Working alongside existing database technologies
Self-Managed MPPs are designed to integrate with and work alongside existing database services and workflows such as Hadoop. All of the examples of self-managed data warehouses have been around for many years (Teradata) or built on existing data warehouse technology, so they’re good candidates for enterprise workloads.
One of the biggest features of self-managed MPP databases is the amount of control they grant users over hardware selection, table architecture/storage, and query optimization. Leveraged wisely, these options allow organizations to design a structure that is highly performant and efficient.
Many self-managed MPP solutions provide mature SQL dialects and broad integrations that provide advanced analytics and user-defined functions. A few have special analytical capabilities and integrations (such as Vertica’s geospatial and machine learning libraries) that make them a great choice for specific analytical workflows.
Popular self-managed databases
Self-managed database architecture
Every single node within a self-managed MPP database has its own storage, memory, and compute resources. This is known as a “shared nothing” architecture because storage and compute resources are not shared across the entire system.
This “shared-nothing architecture” enables multiple nodes to work in parallel to process a query. When a query is issued, a leader node creates a plan and distributes it to each of the individual nodes. These nodes then process their portion of the query (requesting needed data from other nodes across the network). These intermediate results are then sent back to a “leader node” that then aggregates the results together.
Constraints of a self-managed database
Self-managed MPP databases give you flexibility and customization, but in exchange you take on managing some of the complexity yourself.

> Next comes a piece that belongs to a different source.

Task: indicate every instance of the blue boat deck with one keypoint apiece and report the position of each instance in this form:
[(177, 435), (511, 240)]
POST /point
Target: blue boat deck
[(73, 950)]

So, if you don’t have the resources to manage a database on your own, you should probably look at an on-demand MPP database. Similarly, if you’re upset about the lack of flexibility offered by an on-demand solution, a self-managed solution might be a better fit for you.
Optimizing a managed MPP database
Managed MPP databases vary greatly in how they can be optimized because of differences in how they deal with caching, distribution/sorting, and storage. We’ll cover each in more detail in the guides to individual databases.
But there are a few general guidelines that can help:
- Flatten or denormalized schemas yield fewer joins, which improves parallelization and therefore query performance.
- Column encoding and compression save disk space and improve processing speed.
- Sorting and distributing data efficiently can make a big difference in performance.
- Avoid queries that operate on most or all columns at once, since fetching each column incurs additional costs.
- Keep tables clean and free up unused space with appropriate vacuum and purge policies.
- Keep table statistics up to date to help with efficient query planning.